Posted by: Sloo at January 25, 2004 10:38 PM

Sloo,

Other centrists may differ from me, and I invite them to join in.

I was raised in a very traditional religious household, and I believe I understand the religious triumphalism that is growing in the Islamic world. All three of the Abrahamic religions have a deep vein of intolerance.

Far from oppressing the Saudis, we shovel money at them. Maybe the Iranians have a complaint, but we're not responsible for the repression in Saudi Arabia, not a wee bit.

The fundamental problem in the Middle East is Future Shock, to use Alvin Toffler's expression. The money the West has pumped into Saudi Arabia since 1973 has allowed the most reactionary, facist ideas on the planet to globalize. Formerly tolerant nations on the geographic fringes of the Islamic world, like Nigeria and Indonesia, are growing increasingly fundamentalist because of Saudi money that funds scholarships and fundamentalist religious education.

I consider it patronizing to assume that Arabs are not independent actors, but simply reactors to what we do to them.

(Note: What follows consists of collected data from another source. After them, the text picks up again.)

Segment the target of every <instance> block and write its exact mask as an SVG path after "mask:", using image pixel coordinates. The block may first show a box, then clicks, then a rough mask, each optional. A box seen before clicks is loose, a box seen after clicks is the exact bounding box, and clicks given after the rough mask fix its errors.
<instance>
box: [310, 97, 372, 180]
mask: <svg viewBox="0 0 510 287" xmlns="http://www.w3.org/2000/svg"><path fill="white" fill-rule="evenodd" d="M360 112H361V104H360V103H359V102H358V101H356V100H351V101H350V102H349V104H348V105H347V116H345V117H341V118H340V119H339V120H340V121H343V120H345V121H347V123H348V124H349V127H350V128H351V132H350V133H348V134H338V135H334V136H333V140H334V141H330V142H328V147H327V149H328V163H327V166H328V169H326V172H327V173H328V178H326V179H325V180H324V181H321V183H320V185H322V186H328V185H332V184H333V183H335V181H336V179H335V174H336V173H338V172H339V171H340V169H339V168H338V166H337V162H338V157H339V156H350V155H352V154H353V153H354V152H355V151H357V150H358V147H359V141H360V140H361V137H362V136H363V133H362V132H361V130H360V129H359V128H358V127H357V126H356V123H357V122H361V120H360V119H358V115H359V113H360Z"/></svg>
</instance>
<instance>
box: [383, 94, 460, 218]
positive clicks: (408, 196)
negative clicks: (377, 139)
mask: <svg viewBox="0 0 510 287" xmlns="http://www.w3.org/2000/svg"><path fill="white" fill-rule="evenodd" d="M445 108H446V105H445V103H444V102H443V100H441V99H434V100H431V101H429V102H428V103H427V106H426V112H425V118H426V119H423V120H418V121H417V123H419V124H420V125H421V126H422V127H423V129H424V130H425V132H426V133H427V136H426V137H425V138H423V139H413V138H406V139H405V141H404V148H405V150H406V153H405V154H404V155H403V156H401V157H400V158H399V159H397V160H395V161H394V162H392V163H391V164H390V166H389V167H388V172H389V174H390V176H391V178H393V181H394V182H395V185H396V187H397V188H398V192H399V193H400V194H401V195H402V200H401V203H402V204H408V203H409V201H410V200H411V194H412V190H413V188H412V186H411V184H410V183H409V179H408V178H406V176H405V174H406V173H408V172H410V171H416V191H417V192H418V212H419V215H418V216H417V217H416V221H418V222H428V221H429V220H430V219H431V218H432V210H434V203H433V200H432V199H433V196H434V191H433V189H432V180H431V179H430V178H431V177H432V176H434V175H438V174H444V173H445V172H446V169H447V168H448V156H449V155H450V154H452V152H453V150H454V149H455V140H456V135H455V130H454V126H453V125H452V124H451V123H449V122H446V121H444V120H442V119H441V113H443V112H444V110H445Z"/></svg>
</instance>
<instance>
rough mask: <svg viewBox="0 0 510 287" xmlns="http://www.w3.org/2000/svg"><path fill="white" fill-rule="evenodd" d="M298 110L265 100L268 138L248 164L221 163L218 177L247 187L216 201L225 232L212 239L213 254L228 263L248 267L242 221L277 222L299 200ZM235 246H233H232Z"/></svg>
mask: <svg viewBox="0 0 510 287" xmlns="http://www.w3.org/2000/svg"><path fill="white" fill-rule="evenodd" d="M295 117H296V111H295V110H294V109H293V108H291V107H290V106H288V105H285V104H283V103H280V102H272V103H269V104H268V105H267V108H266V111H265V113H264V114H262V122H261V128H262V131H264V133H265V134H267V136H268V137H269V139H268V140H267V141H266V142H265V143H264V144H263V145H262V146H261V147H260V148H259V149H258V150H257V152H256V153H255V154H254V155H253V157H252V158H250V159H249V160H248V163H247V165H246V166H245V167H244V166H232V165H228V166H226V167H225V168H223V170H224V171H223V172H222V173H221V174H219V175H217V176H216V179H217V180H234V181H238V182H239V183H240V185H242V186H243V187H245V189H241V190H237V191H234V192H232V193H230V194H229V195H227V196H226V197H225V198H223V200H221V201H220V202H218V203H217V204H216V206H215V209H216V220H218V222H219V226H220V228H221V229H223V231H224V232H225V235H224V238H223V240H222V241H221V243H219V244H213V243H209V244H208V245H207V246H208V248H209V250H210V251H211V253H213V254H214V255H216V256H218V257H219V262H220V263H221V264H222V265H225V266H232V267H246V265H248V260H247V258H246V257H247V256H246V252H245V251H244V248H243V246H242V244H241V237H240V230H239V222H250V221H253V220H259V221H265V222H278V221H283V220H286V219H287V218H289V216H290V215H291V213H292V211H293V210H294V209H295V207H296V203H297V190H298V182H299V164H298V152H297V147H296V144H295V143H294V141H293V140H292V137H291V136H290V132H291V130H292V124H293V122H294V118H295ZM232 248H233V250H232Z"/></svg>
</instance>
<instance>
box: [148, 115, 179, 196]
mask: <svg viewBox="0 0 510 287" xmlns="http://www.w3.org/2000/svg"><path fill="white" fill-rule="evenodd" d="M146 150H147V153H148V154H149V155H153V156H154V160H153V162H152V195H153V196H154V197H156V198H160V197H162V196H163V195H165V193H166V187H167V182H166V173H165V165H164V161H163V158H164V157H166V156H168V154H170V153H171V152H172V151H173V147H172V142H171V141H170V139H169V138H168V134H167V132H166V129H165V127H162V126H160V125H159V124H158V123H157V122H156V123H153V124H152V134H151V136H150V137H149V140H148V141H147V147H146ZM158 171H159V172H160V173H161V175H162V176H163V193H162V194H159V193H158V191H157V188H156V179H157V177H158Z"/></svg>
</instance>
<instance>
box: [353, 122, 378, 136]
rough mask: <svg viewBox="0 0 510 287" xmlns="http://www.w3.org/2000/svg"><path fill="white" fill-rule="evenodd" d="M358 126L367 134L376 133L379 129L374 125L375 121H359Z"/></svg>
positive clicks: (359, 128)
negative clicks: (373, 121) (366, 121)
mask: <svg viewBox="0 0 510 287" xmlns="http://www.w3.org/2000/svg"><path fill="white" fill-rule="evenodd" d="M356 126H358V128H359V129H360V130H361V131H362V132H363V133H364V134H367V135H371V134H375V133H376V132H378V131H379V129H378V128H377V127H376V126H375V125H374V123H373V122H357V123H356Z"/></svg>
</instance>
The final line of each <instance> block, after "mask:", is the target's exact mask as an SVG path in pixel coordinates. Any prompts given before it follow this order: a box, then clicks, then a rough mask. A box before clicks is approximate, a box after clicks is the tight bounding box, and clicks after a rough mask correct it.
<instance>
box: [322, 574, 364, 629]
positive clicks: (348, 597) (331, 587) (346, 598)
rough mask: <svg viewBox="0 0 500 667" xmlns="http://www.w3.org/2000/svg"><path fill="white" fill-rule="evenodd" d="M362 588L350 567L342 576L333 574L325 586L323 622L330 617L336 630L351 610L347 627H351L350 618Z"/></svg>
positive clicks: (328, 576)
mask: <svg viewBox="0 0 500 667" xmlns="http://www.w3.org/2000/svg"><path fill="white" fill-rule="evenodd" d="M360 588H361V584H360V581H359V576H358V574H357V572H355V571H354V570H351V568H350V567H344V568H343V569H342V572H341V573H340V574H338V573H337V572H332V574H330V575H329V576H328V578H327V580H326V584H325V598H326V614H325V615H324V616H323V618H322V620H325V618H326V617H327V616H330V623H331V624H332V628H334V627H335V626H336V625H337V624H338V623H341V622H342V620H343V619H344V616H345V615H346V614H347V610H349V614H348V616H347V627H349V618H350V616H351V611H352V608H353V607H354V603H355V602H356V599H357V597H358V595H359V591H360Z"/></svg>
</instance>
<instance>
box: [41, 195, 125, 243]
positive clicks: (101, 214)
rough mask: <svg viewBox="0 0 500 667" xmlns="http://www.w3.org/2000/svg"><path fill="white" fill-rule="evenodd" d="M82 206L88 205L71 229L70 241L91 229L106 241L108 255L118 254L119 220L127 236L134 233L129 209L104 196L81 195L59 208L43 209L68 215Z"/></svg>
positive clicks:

Friedman may not have the right prescription for the patient, but he's the best diagnostician of that region of anybody I've read. In my view, he is a centrist, because unlike the right, he doesn't bash all Arabs, he knows who the good guys are. But he doesn't make excuses their failures, like blaming their problems on us, as the left is wont to do.

Posted by: rickheller at January 25, 2004 11:18 PM

Sloo: What is "agressive corporate imperialism"and how does it apply.

The problems of the Arab world have been well documented but they revolve around culture, religion, intolerance, corruption, and resentment due to the massive failures. The US and the West have little to do with their failures except as to how much worse they look compared to the advanced countries.

If there is any hope for the ME, it will come when they accept responsibility for their problems and when some of us stop encouraging them to blame us.

Posted by: Tallan at January 25, 2004 11:29 PM

Also, I don't think Friedman says that "U.S. policy can't be blamed". He is at times very critical of the administration. He blames Bush for a lot of stuff.

Friedman has an independent point of view and a touch of iconoclasm. He doesn't like to be told what to think.

Posted by: William Swann at January 26, 2004 11:11 AM


This is, I think, about Friedman's favorite topic, globalization. Atrios and Kos are unwilling to even think about the topic atall.


sloo: if you want to convince us, or anybody else not already convinced that Friedman is wrong, you need to 'engage' with what he says rather than calling him names and distorting what he says. If anything, you're convincing us that Friedman's right. Now, as it happens, your chance of convincing me, personally, that he's wrong is about zero. But there are many people on this blog and on others who aren't so sure. You can serve the anti-globalization cause by engaging his arguments and explaining why he's wrong.

Posted by: Jon Kay at January 26, 2004 02:26 PM

As long as the ME is full of countries that severly restrict free speech, leaders who are afraid of words, they are going to remain backward.

Yep, National Geographic candidates -- except for oil. Which the Allies of WW I and WW II allowed the Arab leaders to benefit from when deposing the Turk Muslims empire. They have not gone through the required cultural changes that lead to modern, property market oriented wealth creating societies -- yet their leaders are rich.

The Arab street is right to be angry, but the US (& corps, etc., puh leeese) is the wrong target--it is their own leaders who are oppressing them.

Arafat of the PA is a fine example; elected, once, for life (?), with thugs to beat up any Pali who questions any of his mistakes or corruptions. No free speech, little development; lots of resentment, but why isn't there "enough to change leaders"?

Posted by: Tom Grey at January 28, 2004 11:04 AM

The thing about Friedman is that his sense of self-importance exceeds the generally sensible though not terribly profound or original things he says. He's got the Barbara Streisand and Barbara Wa-Wa problem.